Prerequisites

A bunch of utilities for building distributional representations of words and phrases. This code mostly glues together other packages and converts their output to the same format. The models included are those considered in my PhD work.

Prerequisites

DiscoUtils as the common storage format
dc_evaluation to get lists of words and phrases of interest. Feel free to monkey-patch this.
gensim for word2vec vectors
glove for glove vectors
configuration files and some text. Download here.

Building word vectors

If dc_evaluation is used to provide a list of words and phrases (henceforth called document features or just features) of interest, you must have run the compression stage with --write-features enabled. This should have produced a directory like:

features_in_labelled/
├── web_all_features.txt
├── web_np_modifiers.txt
├── web_socher.txt
└── web_verbs.txt

This contains the list of all features of interest.

word2vec

python builder/get_word2vec_vectors.py --stages reformat vectors compose --corpus wiki

The stages are:

reformat: take a directory of CoNLL files and output a directory with matching structure, where each sentence in a new line, and each token may include PoS tag (--remove-pos parameter). The input directory is assumed to be called e.g. wiki-conll, and the reformatted data goes to wiki or wiki-nopos.
- wiki is the name of the corpus, located in data
vectors: train word embeddings
compose: build phrase embeddings out of word embeddings.

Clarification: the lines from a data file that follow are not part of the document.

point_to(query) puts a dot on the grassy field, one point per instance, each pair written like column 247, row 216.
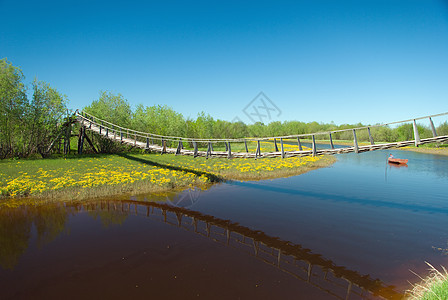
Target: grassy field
column 88, row 176
column 433, row 287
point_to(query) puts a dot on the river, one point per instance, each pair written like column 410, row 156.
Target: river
column 354, row 230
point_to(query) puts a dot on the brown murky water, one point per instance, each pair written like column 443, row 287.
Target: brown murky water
column 346, row 232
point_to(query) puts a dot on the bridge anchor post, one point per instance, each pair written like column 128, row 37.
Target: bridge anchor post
column 416, row 135
column 355, row 142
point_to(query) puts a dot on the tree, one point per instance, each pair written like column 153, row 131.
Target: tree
column 13, row 109
column 46, row 112
column 114, row 109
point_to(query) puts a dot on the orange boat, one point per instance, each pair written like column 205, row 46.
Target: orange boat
column 397, row 160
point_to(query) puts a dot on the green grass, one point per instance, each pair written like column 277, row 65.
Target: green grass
column 433, row 287
column 88, row 176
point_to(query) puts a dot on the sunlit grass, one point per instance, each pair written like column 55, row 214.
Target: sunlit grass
column 78, row 177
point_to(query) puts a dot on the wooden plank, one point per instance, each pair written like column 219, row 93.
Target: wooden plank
column 179, row 147
column 416, row 135
column 355, row 142
column 282, row 148
column 331, row 141
column 300, row 144
column 433, row 129
column 195, row 146
column 275, row 143
column 209, row 150
column 370, row 137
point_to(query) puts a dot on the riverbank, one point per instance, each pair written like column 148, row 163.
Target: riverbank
column 441, row 150
column 434, row 286
column 91, row 176
column 427, row 148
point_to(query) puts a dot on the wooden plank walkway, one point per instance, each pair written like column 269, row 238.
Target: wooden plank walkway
column 146, row 141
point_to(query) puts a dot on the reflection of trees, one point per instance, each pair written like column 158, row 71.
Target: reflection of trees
column 107, row 217
column 15, row 226
column 49, row 222
column 293, row 259
column 15, row 229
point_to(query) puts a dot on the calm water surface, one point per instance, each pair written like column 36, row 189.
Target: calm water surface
column 353, row 230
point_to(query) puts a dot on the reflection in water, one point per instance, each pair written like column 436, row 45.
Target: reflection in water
column 15, row 229
column 290, row 258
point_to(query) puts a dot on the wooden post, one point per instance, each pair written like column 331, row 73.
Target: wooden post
column 283, row 150
column 209, row 150
column 433, row 129
column 258, row 151
column 300, row 144
column 195, row 146
column 416, row 135
column 163, row 146
column 370, row 137
column 275, row 144
column 81, row 139
column 331, row 141
column 179, row 147
column 355, row 142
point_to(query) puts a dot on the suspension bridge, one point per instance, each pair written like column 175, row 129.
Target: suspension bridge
column 160, row 143
column 293, row 259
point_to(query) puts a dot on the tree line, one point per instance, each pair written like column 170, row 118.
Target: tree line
column 32, row 125
column 28, row 125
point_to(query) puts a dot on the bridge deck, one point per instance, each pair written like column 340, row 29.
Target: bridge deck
column 122, row 135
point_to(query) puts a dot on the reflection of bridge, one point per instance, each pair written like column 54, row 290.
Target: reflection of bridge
column 158, row 143
column 292, row 259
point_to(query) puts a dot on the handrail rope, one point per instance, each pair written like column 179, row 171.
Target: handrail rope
column 241, row 140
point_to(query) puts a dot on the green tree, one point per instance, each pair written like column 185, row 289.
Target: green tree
column 114, row 109
column 13, row 110
column 47, row 109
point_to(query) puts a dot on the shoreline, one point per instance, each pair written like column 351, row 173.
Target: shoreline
column 90, row 177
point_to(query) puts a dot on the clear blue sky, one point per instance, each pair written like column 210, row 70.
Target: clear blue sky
column 342, row 61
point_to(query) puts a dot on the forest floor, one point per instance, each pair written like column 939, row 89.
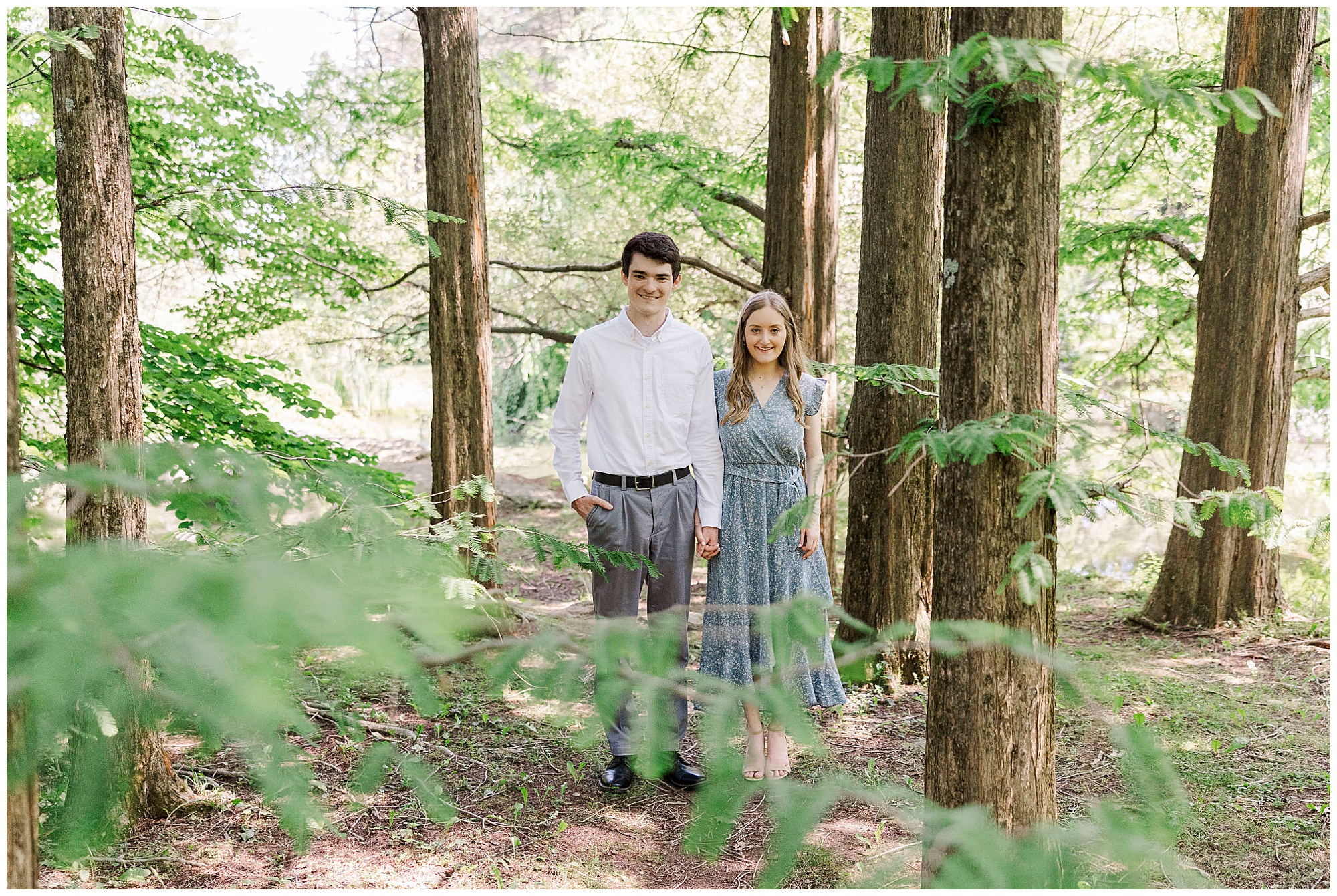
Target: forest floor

The output of each stage is saved to disk, so you can interrupt the script at any time. Unigram vectors go to outputs/word2vec/*unigr.strings.rep* and composed phrase vectors to outputs/word2vec/composed_word2vec*.events.filtered.strings. You can now inspect your results:

from discoutils.thesaurus_loader import Vectors
v = Vectors.from_tsv('outputs/word2vec/wiki-100perc.unigr.strings.rep0')
v.init_sims(n_neighbors=5)
v.get_nearest_neighbours('spain/N')

outputs

Out[4]:
[('poland/N', 0.78751145271622558),
('austria/N', 0.81238981977584812),
('denmark/N', 0.83802344094440939),
('syria/N', 0.84054037191096609),
('france/N', 0.88849579829431435)]

Note on speed: if gensim is installed correctly, training should go over >100k tokens a second. If training is slow, get a C compiler and re-install gensim.

Other settings

The script also includes options that allow you to:

train on x% of all available files
train a model x times
average vectors across all repetitions

Support for the --remove-pos flag is inconsistent. The word2vec script generally works well if words do not have a PoS tag, but other may fall over in odd ways.

glove

Download glove, then run cp demo.sh demo2.sh. In demo2.sh, comment out the bits where data is downloaded and a matlab evaluation script is run, and change CORPUS=text8 to CORPUS=$1. Change other parameters you think are appropriate, like VECTOR_SIZE or MAX_ITER. Then run:

python builder/get_glove_vectors.py --stages reformat vectors compose --corpus wiki --glove-dir /Volumes/LocalDataHD/m/mm/mmb28/projects/FeatureExtractionToolkit/glove
# do not forget to change glove-dir
# output of each stage is cached so it doesn't have to be repeated

GloVe may sometimes crash with a bus error. This is a bug in their C code and seems to occur with small training sets. Not sure what's going on there.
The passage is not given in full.